Subsidized employment and transitional jobs are two related strategies for helping people with low incomes improve employment and earnings outcomes. Subsidized employment is employment partially or fully paid for by an external funder (not the employer), and transitional jobs are jobs meant to integrate those who have been out of the workforce back into the workforce. This evidence snapshot summarizes what rigorous research tells us about 17 interventions that used subsidized employment or transitional jobs as their primary service and the interventions’ impacts on earnings, employment, the receipt of public benefits, and education and training. The data come from high- or moderate-quality studies that began between 2004 and 2015 and were reviewed by the Pathways to Work Evidence Clearinghouse.
Purpose
This evidence snapshot describes the effectiveness of programs that were identified by the Pathways Clearinghouse as using subsidized employment or transitional jobs as their primary service. It summarizes what we know about these programs and their impacts so program administrators, policymakers, researchers, and the general public can apply the evidence to their context and the questions that matter to them.
Key Findings and Highlights
On average, subsidized employment and transitional jobs interventions improved several outcomes. In particular, for intervention participants -- as compared with comparison groups that did not receive intervention services --
- Short-term annual earnings increased by $1,123 and long-term annual earnings increased by $600, on average, across the 16 subsidized employment and transitional jobs interventions for which these outcomes were measured.
- Short-term employment increased by 6 percentage points and long-term employment increased by 3 percentage points, on average, across the 17 subsidized employment and transitional jobs interventions for which these outcomes were measured.
- The proportion of individuals receiving public benefits did not change in the short term and decreased by 2 percentage points in the long term, on average, across the 13 subsidized employment and transitional jobs interventions for which these outcomes were measured.

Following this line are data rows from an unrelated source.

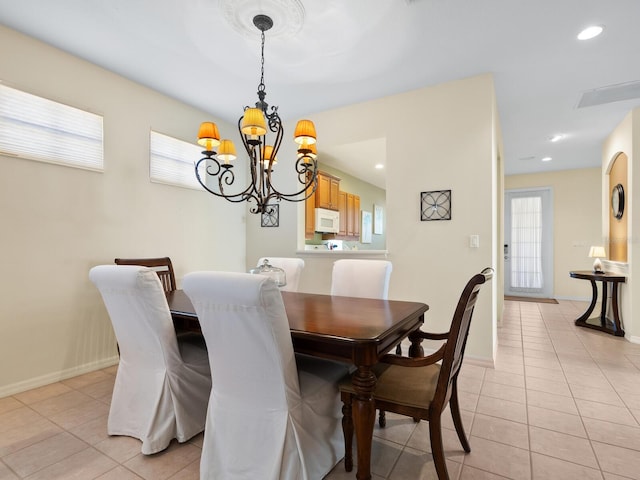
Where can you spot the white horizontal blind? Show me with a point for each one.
(40, 129)
(172, 161)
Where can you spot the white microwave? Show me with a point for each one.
(327, 221)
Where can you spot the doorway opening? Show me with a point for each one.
(528, 243)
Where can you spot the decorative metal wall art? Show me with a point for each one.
(271, 216)
(435, 205)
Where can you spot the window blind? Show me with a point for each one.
(36, 128)
(172, 161)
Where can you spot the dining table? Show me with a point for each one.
(358, 331)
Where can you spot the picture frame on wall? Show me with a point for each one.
(378, 219)
(366, 227)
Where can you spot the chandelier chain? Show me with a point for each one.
(261, 87)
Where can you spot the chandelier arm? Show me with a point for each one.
(234, 198)
(261, 190)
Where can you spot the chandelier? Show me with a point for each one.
(254, 126)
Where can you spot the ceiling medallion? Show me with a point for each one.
(287, 15)
(261, 133)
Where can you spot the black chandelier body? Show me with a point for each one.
(253, 126)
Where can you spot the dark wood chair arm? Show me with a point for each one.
(414, 362)
(431, 336)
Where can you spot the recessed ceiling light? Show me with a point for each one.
(590, 32)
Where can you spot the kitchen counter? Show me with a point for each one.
(322, 251)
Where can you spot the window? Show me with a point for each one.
(172, 161)
(40, 129)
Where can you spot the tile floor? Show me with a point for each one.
(562, 403)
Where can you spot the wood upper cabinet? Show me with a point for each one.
(356, 215)
(327, 192)
(342, 208)
(353, 215)
(310, 216)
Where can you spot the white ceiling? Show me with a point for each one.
(325, 54)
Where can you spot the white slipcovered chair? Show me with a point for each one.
(292, 269)
(271, 415)
(361, 278)
(162, 386)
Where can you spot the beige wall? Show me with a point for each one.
(58, 221)
(625, 138)
(454, 147)
(576, 223)
(618, 174)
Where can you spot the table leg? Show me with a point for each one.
(603, 309)
(616, 315)
(594, 298)
(415, 350)
(364, 416)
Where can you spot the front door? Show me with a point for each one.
(528, 243)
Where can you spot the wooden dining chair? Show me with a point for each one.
(162, 266)
(421, 388)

The amount of public benefits received decreased by $299 in the short term and decreased by $237 in the long term, on average, across the four interventions for which public benefit amount was measured.
- Education and training attainment increased by four percentage points, on average, across the nine subsidized employment and transitional jobs interventions for which these outcomes were measured.

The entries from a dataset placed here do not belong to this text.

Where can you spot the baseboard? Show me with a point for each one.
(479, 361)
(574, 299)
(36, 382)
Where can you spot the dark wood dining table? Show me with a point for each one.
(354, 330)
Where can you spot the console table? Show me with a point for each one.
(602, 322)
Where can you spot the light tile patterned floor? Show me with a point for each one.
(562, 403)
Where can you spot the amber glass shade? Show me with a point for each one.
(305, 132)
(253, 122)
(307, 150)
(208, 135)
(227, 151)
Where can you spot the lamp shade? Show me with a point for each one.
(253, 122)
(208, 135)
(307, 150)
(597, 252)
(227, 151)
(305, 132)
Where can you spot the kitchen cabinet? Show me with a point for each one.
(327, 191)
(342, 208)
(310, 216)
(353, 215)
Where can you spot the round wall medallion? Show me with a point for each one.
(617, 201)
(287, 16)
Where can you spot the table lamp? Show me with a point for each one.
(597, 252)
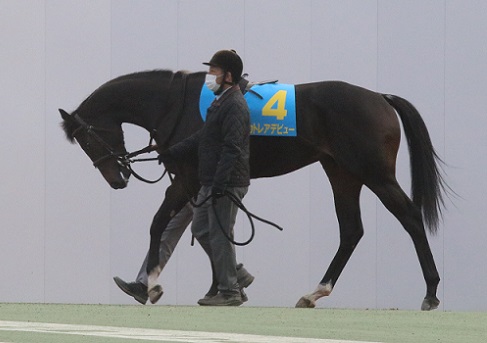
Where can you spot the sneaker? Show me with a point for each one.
(135, 289)
(244, 278)
(222, 299)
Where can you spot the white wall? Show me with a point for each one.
(64, 233)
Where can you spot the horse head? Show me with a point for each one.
(103, 143)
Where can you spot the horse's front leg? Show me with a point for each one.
(346, 191)
(172, 204)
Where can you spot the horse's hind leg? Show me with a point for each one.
(346, 191)
(409, 215)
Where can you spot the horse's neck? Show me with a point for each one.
(182, 116)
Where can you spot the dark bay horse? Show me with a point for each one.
(354, 133)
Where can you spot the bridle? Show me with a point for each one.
(124, 159)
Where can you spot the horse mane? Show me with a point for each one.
(68, 127)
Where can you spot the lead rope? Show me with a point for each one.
(240, 205)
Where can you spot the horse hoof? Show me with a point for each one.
(430, 303)
(305, 303)
(155, 293)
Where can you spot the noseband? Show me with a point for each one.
(91, 131)
(123, 159)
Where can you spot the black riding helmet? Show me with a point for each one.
(229, 61)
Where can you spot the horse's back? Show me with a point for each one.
(353, 125)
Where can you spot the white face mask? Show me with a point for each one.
(210, 82)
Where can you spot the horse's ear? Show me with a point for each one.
(65, 115)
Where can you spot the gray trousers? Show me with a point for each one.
(169, 239)
(208, 222)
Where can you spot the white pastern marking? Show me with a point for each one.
(156, 335)
(152, 278)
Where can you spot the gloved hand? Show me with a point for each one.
(168, 159)
(216, 192)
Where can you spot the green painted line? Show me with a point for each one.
(387, 326)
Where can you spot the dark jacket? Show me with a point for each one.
(222, 143)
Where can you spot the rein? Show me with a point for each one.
(238, 203)
(125, 160)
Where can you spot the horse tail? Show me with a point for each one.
(427, 183)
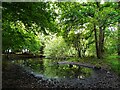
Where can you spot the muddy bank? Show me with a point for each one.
(14, 76)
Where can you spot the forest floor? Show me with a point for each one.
(14, 76)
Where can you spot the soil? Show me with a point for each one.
(14, 76)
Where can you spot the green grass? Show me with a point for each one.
(109, 62)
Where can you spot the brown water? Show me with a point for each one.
(47, 68)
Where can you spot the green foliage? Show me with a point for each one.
(57, 47)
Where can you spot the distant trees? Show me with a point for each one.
(84, 26)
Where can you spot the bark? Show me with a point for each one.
(118, 32)
(79, 52)
(100, 41)
(119, 39)
(96, 42)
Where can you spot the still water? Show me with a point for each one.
(49, 69)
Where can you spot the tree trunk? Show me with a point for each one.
(118, 32)
(96, 42)
(79, 52)
(119, 38)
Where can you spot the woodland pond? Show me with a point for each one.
(48, 69)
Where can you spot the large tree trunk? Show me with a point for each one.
(101, 38)
(118, 38)
(96, 42)
(79, 52)
(118, 32)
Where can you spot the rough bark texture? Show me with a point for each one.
(119, 32)
(96, 42)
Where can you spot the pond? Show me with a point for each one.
(47, 68)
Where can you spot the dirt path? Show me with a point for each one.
(16, 77)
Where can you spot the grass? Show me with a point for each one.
(111, 63)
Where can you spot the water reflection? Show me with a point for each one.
(49, 69)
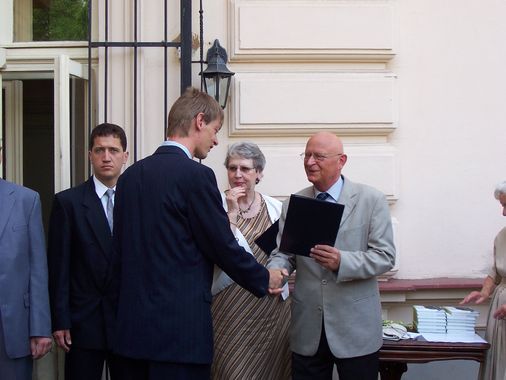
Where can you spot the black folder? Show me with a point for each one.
(267, 241)
(309, 221)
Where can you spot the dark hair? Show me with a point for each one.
(189, 105)
(108, 129)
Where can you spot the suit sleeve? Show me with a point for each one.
(59, 248)
(211, 229)
(40, 318)
(379, 257)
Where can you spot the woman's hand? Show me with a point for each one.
(500, 313)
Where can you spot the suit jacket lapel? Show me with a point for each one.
(96, 218)
(7, 199)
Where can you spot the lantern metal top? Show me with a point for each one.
(216, 62)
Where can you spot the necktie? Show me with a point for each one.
(322, 196)
(109, 207)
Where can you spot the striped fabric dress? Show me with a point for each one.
(251, 334)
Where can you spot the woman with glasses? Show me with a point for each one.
(250, 334)
(494, 285)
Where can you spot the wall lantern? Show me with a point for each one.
(217, 76)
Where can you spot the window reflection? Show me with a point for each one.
(50, 20)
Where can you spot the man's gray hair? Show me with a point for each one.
(500, 189)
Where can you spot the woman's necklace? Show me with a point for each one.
(243, 212)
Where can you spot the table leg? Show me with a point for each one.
(392, 370)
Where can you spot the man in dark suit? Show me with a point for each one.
(25, 322)
(337, 316)
(80, 259)
(170, 230)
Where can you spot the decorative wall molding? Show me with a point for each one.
(372, 164)
(280, 30)
(299, 104)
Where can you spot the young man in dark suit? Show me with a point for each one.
(171, 229)
(80, 259)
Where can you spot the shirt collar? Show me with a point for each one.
(181, 146)
(334, 191)
(100, 188)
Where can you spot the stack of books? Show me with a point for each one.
(460, 320)
(429, 319)
(444, 319)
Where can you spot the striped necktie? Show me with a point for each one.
(323, 196)
(110, 207)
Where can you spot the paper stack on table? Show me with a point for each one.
(460, 320)
(429, 319)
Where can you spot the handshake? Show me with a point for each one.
(277, 279)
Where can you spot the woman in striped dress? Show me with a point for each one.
(250, 334)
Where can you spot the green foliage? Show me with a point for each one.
(63, 20)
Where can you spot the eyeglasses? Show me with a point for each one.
(242, 169)
(318, 156)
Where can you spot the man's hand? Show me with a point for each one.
(40, 345)
(476, 297)
(63, 339)
(277, 280)
(327, 256)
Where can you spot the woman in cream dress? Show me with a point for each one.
(250, 334)
(494, 285)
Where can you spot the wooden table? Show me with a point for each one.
(394, 356)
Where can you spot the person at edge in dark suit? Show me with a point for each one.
(25, 321)
(336, 310)
(171, 229)
(80, 259)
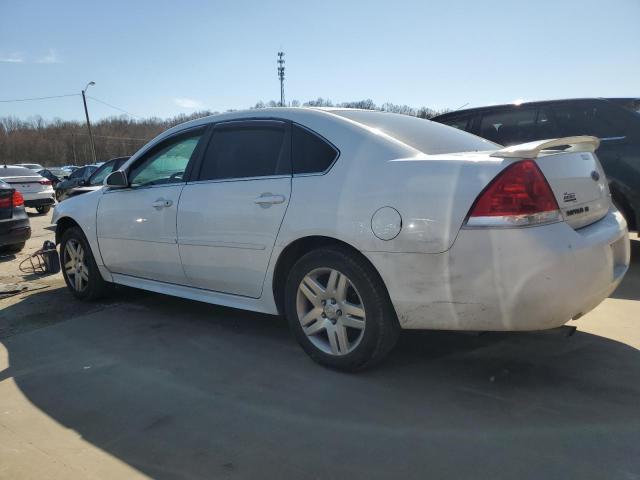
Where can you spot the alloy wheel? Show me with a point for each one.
(330, 311)
(75, 265)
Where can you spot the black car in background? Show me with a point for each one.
(76, 178)
(95, 180)
(615, 121)
(15, 229)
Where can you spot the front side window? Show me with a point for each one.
(310, 153)
(246, 151)
(166, 163)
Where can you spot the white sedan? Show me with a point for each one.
(354, 224)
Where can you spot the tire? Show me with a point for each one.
(14, 248)
(360, 339)
(91, 285)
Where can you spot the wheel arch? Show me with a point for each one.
(62, 225)
(301, 246)
(620, 199)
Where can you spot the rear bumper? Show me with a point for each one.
(39, 199)
(512, 279)
(15, 230)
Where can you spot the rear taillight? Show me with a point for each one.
(18, 199)
(519, 196)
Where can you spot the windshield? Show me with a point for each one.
(99, 175)
(17, 172)
(630, 104)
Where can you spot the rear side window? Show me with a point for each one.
(599, 120)
(310, 153)
(246, 151)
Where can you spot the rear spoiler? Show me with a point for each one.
(581, 143)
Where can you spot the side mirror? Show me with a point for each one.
(117, 179)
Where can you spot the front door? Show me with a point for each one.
(136, 226)
(229, 218)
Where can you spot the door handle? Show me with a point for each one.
(161, 203)
(267, 199)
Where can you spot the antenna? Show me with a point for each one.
(281, 76)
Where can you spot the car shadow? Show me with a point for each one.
(180, 389)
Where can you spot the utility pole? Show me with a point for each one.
(281, 76)
(86, 113)
(73, 146)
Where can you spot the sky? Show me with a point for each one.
(162, 58)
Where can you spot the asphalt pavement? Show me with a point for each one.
(143, 384)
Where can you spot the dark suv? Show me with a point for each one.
(616, 121)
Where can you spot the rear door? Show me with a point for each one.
(229, 218)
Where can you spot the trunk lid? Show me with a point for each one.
(574, 175)
(25, 184)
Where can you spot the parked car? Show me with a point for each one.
(31, 166)
(354, 224)
(95, 180)
(35, 189)
(49, 175)
(615, 121)
(76, 177)
(60, 172)
(14, 222)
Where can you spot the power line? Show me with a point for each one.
(113, 106)
(107, 136)
(38, 98)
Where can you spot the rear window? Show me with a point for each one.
(600, 120)
(518, 125)
(428, 137)
(17, 172)
(461, 123)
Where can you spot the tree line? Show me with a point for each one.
(63, 142)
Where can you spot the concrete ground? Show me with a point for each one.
(148, 385)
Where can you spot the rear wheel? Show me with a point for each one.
(339, 310)
(79, 268)
(14, 248)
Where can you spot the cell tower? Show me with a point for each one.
(281, 76)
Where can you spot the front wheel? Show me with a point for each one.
(79, 268)
(339, 310)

- Ten subsidized or transitional employment interventions had positive impacts on two or more outcomes examined by the Pathways Clearinghouse.
Methods
The Pathways Clearinghouse assigned an effectiveness rating to each intervention in each of four outcome domains: earnings, employment, public benefit receipt, and education and training. The rating describes whether the intervention is likely to produce favorable results in that domain if faithfully replicated with a similar population.
For this snapshot, the Pathways Clearinghouse calculated the average impact for each domain by averaging impacts within moderate- and high-quality studies, then within interventions (because there may be multiple studies on a single intervention), and then across subsidized employment and transitional jobs interventions. The average includes all studies, not just those with a supported rating or statistically significant findings, because these studies still provide useful evidence in considering the overall effectiveness of subsidized employment and transitional jobs interventions.

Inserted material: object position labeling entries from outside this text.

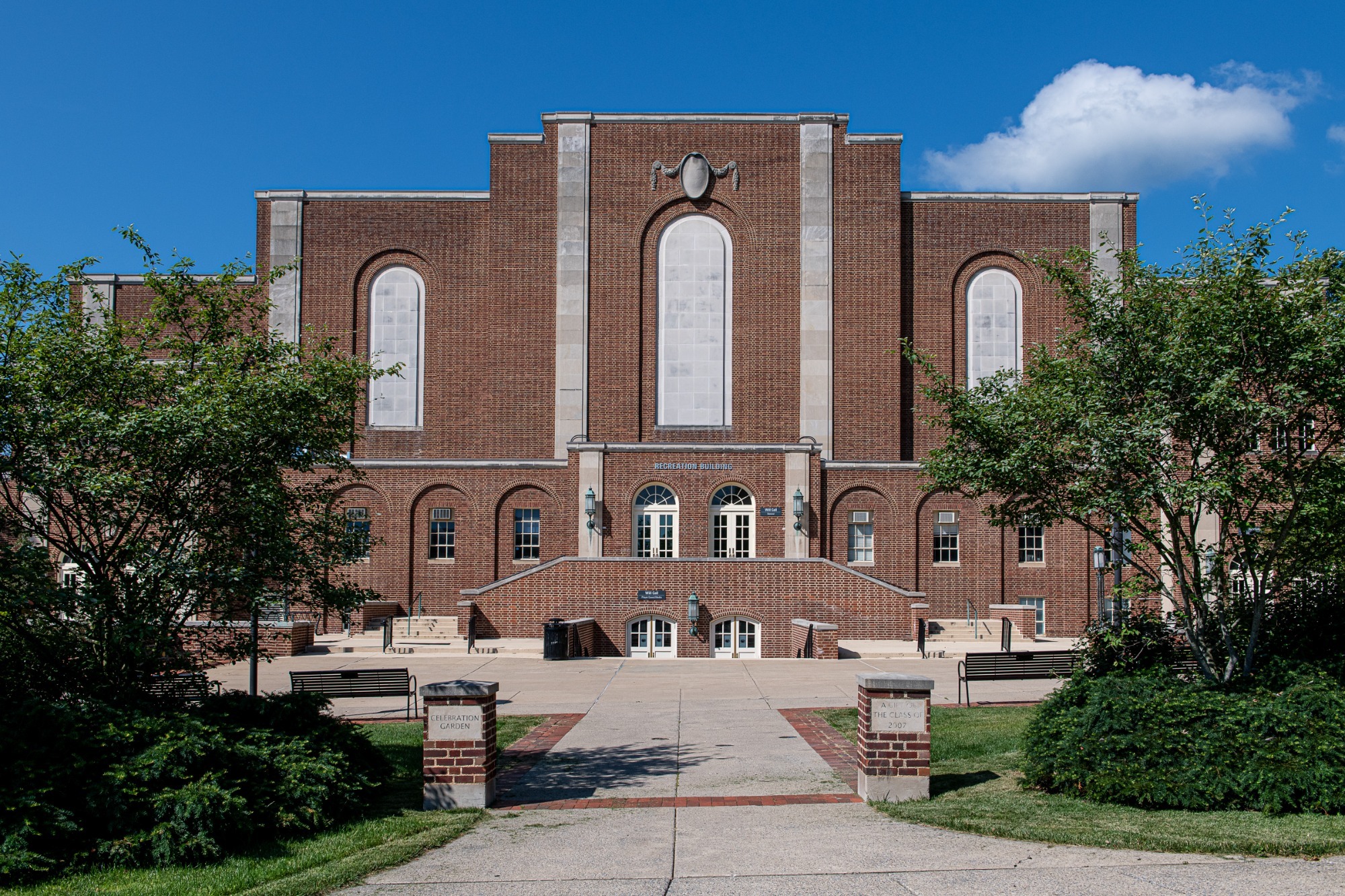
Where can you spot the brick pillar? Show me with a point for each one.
(459, 754)
(894, 736)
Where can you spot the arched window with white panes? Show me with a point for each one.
(696, 323)
(656, 522)
(732, 522)
(397, 337)
(995, 325)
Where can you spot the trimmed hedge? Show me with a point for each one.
(1160, 743)
(96, 786)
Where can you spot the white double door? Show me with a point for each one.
(736, 638)
(652, 638)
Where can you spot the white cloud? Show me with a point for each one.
(1101, 127)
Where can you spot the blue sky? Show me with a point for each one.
(169, 116)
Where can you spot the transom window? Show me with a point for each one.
(528, 533)
(396, 337)
(946, 537)
(1032, 542)
(656, 522)
(443, 536)
(732, 524)
(995, 325)
(696, 323)
(861, 537)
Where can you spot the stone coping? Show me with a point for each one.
(894, 681)
(461, 689)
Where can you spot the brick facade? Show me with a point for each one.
(494, 357)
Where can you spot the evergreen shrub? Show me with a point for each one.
(95, 786)
(1156, 741)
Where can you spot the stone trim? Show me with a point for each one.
(1125, 198)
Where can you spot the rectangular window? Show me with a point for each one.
(861, 537)
(528, 533)
(1032, 542)
(946, 537)
(357, 525)
(443, 536)
(1040, 603)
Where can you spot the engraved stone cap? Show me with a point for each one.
(461, 689)
(890, 681)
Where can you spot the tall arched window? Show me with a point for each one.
(732, 522)
(696, 323)
(656, 522)
(397, 337)
(995, 325)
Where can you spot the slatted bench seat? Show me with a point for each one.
(1015, 666)
(186, 686)
(358, 682)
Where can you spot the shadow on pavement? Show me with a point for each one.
(582, 772)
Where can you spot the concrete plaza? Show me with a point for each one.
(711, 728)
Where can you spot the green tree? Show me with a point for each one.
(1199, 405)
(182, 462)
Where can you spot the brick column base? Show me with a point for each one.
(459, 754)
(894, 736)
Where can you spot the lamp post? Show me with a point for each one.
(1100, 567)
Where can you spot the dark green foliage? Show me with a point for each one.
(95, 784)
(1141, 642)
(1160, 743)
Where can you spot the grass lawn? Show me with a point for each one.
(976, 786)
(393, 831)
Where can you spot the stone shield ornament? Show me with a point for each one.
(696, 175)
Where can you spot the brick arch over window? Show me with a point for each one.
(556, 536)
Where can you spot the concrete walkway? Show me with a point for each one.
(572, 686)
(697, 729)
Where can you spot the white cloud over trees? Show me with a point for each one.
(1101, 127)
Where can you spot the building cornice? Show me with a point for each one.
(375, 196)
(696, 447)
(696, 118)
(1128, 198)
(457, 463)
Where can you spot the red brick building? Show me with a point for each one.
(660, 357)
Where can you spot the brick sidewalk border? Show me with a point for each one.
(831, 744)
(687, 802)
(524, 754)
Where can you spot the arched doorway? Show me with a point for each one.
(652, 638)
(732, 524)
(736, 638)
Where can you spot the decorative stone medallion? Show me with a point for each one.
(696, 175)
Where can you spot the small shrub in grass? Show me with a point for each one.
(1157, 741)
(100, 786)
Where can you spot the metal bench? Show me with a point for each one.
(1015, 666)
(358, 682)
(186, 686)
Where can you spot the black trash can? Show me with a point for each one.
(556, 641)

This snapshot describes the interventions using subsidized employment or transitional jobs that had positive impacts on earnings, employment, public benefit receipt, and/or education and training, and highlights interventions that were effective in multiple outcome domains.
Citation
Elkin, Sam, Jillian Stein, and Dana Rotz (2022). Evidence snapshot: Subsidized employment and transitional jobs, OPRE Report #2022-83, Washington, DC: Office of Planning, Research, and Evaluation, Administration for Children and Families, U.S. Department of Health and Human Services.
Glossary
- Primary service:
- The Pathways Clearinghouse defines an intervention’s primary service as the principal service of the intervention, meaning (1) a large proportion of intervention group members received the service and a large proportion of comparison group members did not, and (2) the service was described by the study authors as most integral to the theory of change tested by the study.
- Subsidized employment:
- The Pathways Clearinghouse defines subsidized employment as employment that is partially or fully paid for by an external funder (not the employer).
- Transitional jobs:
- The Pathways Clearinghouse defines transitional jobs as jobs meant to integrate those who have been out of the workforce (for example, people who were formerly incarcerated) back into the workforce. Transitional jobs can be paid or unpaid.